MetaGenRL is a gradient-based meta-RL framework where the objective functions themselves are learned, rather than relying on fixed hand-crafted rules. The architecture uses second-order gradients to enhance sample efficiency, differentiating it from previous approaches like Evolved Policy Gradients (EPG). This allows MetaGenRL to generalize to environments substantially different from those seen during training, even outperforming several fixed reinforcement learning algorithms.
The core mechanism involves using a parameterized objective function, Lα, implemented as a neural network. This function receives trajectories (s0:T−1,a0:T−1,r0:T−1), predicted actions, value estimates, and outputs an objective value. The overarching idea is to refine policies by leveraging off-policy second-order gradients computed via a critic network, similar to DDPG, but with an added layer of meta-learned objectives.

Figure 2: Stable meta-training requires a large population size of at least 20 agents. Meta-training performance is shown for a single run with the mean and standard deviation across the agent population.
Practical Implementation
- Population-Based Learning: MetaGenRL utilizes a population of agents simulating different environments for robust meta-learning. Each agent iteratively updates policy parameters through Lα, sharing insights across the agent population.
- Sample Efficiency: By utilizing second-order gradients and off-policy data, MetaGenRL achieves higher sample efficiency than prior methods like EPG, which require extensive simulations.
- Neural Objective Function: The objective function, Lα, is parameterized using an LSTM network that processes trajectories in reverse. This function is capable of varying input dimensions due to environment-specific action and state differences, maintaining versatility and generalization power.
- Ablation Studies and Adaptation: Experiments reveal that aspects like the inclusion of value estimates and trajectory processing order significantly impact the stability and performance of meta-learning, shedding light on necessary conditions for effective generalization.
Empirical Analysis and Results
MetaGenRL was evaluated using diverse continuous control tasks, demonstrating substantial improvements over traditional RL algorithms such as PPO, REINFORCE, and RL2. It shows a marked ability to generalize, evidenced by its success at applying learned objectives across unseen environments, notably achieving competitive results with DDPG under specific conditions.
In ablation studies, the importance of parameters like the size of the agent population and the incorporation of multiple environments during training were highlighted, indicating that larger populations and diverse training environments improve stability and performance.
The evaluation metrics consistently demonstrate MetaGenRL's strength in training randomly initialized agents to effectively learn optimal policies in both familiar and novel scenarios.

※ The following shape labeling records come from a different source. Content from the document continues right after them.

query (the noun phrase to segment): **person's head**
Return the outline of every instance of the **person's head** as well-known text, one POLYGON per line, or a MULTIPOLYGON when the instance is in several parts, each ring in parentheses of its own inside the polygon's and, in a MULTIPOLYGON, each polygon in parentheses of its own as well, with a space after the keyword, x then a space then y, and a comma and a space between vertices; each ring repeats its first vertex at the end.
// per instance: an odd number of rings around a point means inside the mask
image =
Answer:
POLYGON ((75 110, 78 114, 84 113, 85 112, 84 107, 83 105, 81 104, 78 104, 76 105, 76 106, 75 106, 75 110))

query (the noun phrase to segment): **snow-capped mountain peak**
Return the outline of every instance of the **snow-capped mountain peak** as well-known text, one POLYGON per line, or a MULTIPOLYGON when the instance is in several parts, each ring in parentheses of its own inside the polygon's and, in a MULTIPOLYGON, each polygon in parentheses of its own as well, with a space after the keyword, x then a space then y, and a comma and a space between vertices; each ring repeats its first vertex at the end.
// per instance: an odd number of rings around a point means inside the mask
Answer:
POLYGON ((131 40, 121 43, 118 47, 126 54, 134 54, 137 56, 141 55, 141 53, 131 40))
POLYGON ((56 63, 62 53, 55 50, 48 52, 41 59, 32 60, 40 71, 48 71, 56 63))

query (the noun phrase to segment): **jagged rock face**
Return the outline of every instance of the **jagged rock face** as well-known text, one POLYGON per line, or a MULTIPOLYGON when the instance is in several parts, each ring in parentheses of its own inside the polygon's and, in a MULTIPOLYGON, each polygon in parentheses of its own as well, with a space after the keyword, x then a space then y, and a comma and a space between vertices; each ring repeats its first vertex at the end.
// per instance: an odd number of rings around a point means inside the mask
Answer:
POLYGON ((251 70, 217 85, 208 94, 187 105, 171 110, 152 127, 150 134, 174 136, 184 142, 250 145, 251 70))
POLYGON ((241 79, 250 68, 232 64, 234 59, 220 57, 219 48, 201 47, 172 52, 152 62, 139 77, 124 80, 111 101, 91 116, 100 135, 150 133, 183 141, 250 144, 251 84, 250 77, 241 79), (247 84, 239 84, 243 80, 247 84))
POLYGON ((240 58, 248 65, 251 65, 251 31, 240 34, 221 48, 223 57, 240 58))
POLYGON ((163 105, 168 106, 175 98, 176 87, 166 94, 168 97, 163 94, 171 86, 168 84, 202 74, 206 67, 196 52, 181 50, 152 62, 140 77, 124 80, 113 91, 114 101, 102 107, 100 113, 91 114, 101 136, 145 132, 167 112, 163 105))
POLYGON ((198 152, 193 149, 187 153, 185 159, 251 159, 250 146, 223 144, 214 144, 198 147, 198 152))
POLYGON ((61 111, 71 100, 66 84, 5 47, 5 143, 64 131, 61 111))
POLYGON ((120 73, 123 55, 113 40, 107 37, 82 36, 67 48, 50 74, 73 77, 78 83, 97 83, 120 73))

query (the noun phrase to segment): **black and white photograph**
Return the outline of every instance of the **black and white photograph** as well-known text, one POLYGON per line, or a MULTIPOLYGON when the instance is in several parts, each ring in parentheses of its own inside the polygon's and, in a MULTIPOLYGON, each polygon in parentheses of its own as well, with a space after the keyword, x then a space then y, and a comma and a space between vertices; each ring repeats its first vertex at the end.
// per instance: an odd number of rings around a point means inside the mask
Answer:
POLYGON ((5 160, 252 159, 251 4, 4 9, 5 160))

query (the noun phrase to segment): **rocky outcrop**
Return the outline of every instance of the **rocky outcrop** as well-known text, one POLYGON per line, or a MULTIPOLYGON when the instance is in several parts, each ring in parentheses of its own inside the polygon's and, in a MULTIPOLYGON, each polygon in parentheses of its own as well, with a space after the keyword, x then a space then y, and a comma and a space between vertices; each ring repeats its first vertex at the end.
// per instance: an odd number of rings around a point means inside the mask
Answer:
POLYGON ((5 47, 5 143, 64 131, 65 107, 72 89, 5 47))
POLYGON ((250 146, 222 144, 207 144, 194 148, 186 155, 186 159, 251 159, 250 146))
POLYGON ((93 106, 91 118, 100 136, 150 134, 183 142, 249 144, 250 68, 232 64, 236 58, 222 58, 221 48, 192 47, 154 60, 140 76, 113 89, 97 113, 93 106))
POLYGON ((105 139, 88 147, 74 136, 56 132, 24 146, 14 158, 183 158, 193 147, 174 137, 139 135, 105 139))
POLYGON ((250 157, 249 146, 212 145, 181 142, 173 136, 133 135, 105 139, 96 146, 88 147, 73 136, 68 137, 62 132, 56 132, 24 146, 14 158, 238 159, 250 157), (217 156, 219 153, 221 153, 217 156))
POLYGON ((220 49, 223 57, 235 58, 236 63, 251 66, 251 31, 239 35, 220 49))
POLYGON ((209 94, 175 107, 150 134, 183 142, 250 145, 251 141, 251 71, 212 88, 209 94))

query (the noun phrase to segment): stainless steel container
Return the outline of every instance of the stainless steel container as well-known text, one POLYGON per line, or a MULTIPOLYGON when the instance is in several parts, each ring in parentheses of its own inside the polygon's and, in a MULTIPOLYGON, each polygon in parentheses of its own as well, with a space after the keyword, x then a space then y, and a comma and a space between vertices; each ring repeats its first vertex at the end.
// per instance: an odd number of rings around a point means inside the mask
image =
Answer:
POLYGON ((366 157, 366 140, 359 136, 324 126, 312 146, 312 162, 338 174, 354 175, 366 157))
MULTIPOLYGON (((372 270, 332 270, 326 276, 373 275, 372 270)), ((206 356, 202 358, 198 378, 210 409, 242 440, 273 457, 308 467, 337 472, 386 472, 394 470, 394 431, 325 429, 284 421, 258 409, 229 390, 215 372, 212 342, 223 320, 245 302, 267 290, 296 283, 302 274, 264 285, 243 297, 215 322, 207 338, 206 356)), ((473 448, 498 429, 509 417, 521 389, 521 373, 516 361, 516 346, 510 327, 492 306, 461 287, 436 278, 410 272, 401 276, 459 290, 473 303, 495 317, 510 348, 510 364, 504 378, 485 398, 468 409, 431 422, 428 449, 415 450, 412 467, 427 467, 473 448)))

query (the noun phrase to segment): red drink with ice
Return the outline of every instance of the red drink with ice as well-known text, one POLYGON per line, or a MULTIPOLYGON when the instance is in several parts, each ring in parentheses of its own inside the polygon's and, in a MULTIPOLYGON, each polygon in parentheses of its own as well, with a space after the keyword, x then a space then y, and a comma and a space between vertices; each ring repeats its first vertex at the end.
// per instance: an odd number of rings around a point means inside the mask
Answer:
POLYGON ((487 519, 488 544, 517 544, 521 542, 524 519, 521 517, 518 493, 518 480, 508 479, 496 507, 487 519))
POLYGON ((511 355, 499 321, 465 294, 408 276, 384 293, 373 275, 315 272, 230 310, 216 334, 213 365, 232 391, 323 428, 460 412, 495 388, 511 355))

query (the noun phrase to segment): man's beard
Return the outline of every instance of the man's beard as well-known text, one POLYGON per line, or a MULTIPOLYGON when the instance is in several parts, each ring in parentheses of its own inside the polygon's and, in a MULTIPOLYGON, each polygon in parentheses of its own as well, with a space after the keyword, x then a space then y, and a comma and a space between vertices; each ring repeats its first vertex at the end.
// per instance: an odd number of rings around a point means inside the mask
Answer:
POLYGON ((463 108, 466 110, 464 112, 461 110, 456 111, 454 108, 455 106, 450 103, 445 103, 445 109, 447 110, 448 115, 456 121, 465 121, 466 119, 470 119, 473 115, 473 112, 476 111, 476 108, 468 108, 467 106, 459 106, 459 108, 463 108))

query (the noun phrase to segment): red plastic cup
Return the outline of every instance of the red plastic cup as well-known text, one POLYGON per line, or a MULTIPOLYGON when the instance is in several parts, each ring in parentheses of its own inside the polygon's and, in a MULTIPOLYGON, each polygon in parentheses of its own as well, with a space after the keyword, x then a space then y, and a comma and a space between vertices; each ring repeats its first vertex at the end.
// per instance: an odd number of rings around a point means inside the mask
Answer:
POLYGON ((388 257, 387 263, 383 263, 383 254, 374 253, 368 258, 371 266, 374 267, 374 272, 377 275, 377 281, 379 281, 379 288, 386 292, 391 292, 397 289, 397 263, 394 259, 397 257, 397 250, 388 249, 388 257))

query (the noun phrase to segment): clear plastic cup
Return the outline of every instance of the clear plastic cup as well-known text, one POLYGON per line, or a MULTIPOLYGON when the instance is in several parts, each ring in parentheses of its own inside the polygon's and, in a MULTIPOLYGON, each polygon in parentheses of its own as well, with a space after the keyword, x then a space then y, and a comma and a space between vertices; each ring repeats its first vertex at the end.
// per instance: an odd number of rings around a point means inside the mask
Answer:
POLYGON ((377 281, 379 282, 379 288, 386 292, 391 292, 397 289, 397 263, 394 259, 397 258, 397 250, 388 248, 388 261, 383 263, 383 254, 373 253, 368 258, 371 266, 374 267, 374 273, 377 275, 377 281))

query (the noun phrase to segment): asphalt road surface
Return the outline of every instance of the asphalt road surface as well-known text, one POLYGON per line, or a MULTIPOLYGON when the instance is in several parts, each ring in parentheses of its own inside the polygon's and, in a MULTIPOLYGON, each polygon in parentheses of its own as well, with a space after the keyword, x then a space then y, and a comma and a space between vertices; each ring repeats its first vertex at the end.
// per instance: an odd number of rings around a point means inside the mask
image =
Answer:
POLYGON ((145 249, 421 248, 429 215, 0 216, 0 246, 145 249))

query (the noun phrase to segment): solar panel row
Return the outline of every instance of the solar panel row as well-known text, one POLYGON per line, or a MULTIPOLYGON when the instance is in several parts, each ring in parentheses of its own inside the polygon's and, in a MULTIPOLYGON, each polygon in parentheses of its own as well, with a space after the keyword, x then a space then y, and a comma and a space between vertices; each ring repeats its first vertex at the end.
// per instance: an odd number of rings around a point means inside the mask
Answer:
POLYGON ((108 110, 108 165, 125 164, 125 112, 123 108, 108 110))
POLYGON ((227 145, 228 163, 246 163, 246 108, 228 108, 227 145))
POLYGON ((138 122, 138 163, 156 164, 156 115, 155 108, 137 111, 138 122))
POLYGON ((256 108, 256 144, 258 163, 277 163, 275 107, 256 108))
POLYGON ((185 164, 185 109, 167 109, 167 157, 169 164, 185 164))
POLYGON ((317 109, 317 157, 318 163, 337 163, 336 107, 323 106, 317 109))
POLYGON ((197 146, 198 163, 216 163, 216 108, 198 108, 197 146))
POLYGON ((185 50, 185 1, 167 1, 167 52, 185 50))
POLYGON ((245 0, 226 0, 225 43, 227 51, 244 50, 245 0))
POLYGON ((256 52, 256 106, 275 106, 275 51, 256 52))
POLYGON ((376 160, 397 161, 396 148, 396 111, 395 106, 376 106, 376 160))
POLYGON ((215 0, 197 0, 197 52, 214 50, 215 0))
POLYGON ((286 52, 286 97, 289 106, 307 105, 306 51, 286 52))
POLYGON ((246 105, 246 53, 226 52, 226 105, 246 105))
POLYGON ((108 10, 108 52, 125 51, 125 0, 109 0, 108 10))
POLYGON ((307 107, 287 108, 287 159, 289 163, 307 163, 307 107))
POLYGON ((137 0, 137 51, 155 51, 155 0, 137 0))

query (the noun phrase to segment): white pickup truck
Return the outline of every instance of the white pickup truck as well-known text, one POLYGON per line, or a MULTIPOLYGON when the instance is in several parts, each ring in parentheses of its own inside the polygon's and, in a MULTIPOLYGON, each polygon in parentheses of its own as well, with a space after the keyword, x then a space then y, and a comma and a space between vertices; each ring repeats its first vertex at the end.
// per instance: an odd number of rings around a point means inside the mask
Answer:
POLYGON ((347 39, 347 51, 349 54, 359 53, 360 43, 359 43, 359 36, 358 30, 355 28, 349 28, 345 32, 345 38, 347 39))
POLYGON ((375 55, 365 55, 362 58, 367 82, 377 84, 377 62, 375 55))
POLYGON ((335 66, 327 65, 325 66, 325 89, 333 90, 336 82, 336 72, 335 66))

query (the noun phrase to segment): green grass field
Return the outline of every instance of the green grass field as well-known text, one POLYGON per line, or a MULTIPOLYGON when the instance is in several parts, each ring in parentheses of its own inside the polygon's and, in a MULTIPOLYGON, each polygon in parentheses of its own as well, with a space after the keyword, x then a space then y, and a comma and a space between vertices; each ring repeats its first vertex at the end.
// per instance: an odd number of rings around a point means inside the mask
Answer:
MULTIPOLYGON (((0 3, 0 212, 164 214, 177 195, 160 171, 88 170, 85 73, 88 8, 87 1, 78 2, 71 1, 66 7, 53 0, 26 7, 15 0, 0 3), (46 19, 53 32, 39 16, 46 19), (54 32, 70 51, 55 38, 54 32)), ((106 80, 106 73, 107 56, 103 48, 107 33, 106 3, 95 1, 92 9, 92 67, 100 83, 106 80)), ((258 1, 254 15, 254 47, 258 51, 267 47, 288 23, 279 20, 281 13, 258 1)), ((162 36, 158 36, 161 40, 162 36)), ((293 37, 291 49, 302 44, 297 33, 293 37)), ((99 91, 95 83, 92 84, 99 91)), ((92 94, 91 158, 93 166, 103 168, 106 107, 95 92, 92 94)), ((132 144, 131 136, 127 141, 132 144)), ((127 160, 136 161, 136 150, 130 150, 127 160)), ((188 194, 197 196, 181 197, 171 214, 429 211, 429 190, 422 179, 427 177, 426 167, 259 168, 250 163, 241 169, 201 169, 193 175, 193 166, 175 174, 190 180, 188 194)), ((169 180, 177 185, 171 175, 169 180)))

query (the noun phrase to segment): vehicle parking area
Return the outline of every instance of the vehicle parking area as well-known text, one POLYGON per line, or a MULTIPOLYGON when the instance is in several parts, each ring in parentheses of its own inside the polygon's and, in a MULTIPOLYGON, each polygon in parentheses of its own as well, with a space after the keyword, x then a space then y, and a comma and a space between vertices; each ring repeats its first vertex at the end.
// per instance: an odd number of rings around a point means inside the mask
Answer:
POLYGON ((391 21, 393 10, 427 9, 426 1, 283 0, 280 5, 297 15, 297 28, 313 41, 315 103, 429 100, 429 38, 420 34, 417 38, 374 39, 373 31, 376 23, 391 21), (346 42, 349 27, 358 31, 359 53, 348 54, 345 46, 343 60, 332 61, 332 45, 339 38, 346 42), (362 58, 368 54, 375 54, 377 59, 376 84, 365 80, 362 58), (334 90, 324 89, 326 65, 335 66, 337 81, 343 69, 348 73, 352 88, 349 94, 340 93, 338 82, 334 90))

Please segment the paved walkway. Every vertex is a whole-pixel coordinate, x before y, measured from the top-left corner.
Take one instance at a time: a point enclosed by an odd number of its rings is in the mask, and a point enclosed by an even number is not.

Figure 3: Meta-training on Cheetah, Lunar, Walker, and Ant with 20 or 40 agents; meta-testing on the out-of-distribution Hopper environment. We compare to previous MetaGenRL configurations.
Conclusion
MetaGenRL represents a significant advance in the field of meta-RL by meta-learning the objectives used to guide policy updates. Its ability to generalize across environments substantiates the benefit of treating learning rules as learnable functions. The insights gained from this research open avenues for further exploration into adaptive, environment-agnostic meta-learning strategies that exploit richer meta-contextual information and enhance long-term learning capabilities in AI agents. Future research could explore extending the input capabilities of Lα or improving introspection and representation learning within the objective function to further refine learning dynamics.